The title song may be the most elegant, instant and indeed joyful of her compositions. ‘A lot of life happened in the making of this record,’ she says. ‘When we got everything together Dream Girl sounded like the title song. It sums up the whole record. I tried on elf ears for a video and it stopped being about, you know, when people say ‘she’s my dream girl’ to being an actual dream girl. A girl from a dream. Someone who is not realistic.
The thought patterns that form the spine of the song might be interpreted as a need to escape the chaos of the earth. ‘It was about a non-existent, other person. Everyone has their dream state. It’s about the person I want to be and might not be.’ Further, it can be read as a rejection of the exacting and impossible standards forced on modern womanhood. ‘It’s exactly that. How you’re supposed to look, how you’re supposed to speak, all the impossible things that you’re supposed to live up to. Even if you want to say no to it, we all get influenced by these commercials, these Instagram feeds which want you to look in the mirror and question yourself. I should be more like this and more like that. I want to learn to only live by the standards I push myself into.’
Who knew that putting on a pair of elf ears would be so transformative? ‘I just thought it looked really cool,’ she laughs. ‘The first time I put the elf ears on I felt different and alien. This is not reality, it’s something else. I’m in a dream state. They tell a different story. You start to think about the situation with the earth itself and music turns into a good way of running away from those horrors. It is an escape.’

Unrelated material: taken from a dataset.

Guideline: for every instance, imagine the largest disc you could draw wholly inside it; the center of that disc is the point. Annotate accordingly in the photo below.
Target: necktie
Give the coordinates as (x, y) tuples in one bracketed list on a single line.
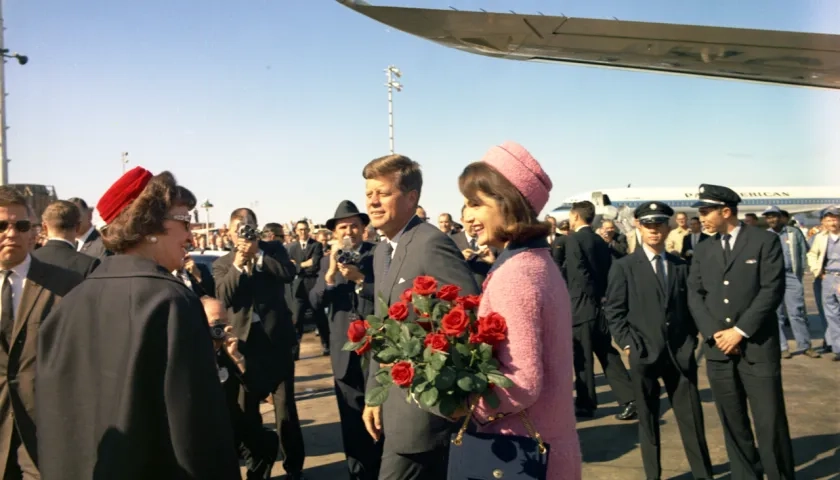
[(7, 315), (389, 250), (727, 248), (660, 272)]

Of the other key songs on the record, Anna notes that it took only half an hour to write Time To Get Over It, as if delivered from her dream state. Thank Me Later is her positivity anthem. ‘It can mean so many things. Girls can be like, “here’s the album, thank me later.” It’s got… attitude.’ She almost blushes at the word. If Anna of the North had previously been a poised lesson in coy revelation, now she is ready to go hard or go home. ‘I’m looser about things not being OK. Sometimes that’s what’s meant to be.’
Lovers had been titled with irony and fashioned from heartbreak (‘the kind where you think you’re going to die’). In the fallout of that relationship and the breakup of her key musical partnership, Anna found friends slipped by the wayside too. ‘During that time, I was probably a bit crazy. Drinking a lot. They get worried. They’d say you should be doing things that are good for you, stop drinking and I’d be like fuck you. It got to the point where I let a lot of people go and that is what the ‘Leaning On Myself is about.’
It’s her Independent Women. ‘Yes! That’s the thing, now looking back it was good for me in many ways. Seeing who was really your friend. With the music, at a point I was like I need to be with people who are good for me, for people who support me, who wants me to do well in life. You start seeing all that stuff. I could see who I wanted to be through other people as well. This album, in that way is such a big thing for me.’
The psychologist’s advice is still ringing through her ears, elf or human, whichever fits best in the moment. ‘I’m so proud of the record,’ she says. ‘This is something I made. It’s mine. It came out of my head. I do really hope that for my self confidence that it goes well. Because I’m putting out exactly how I felt at the moments I made these songs. I remember them all so clearly. That’s why a song makes it onto a record.’ Because it matters, in life and dreams.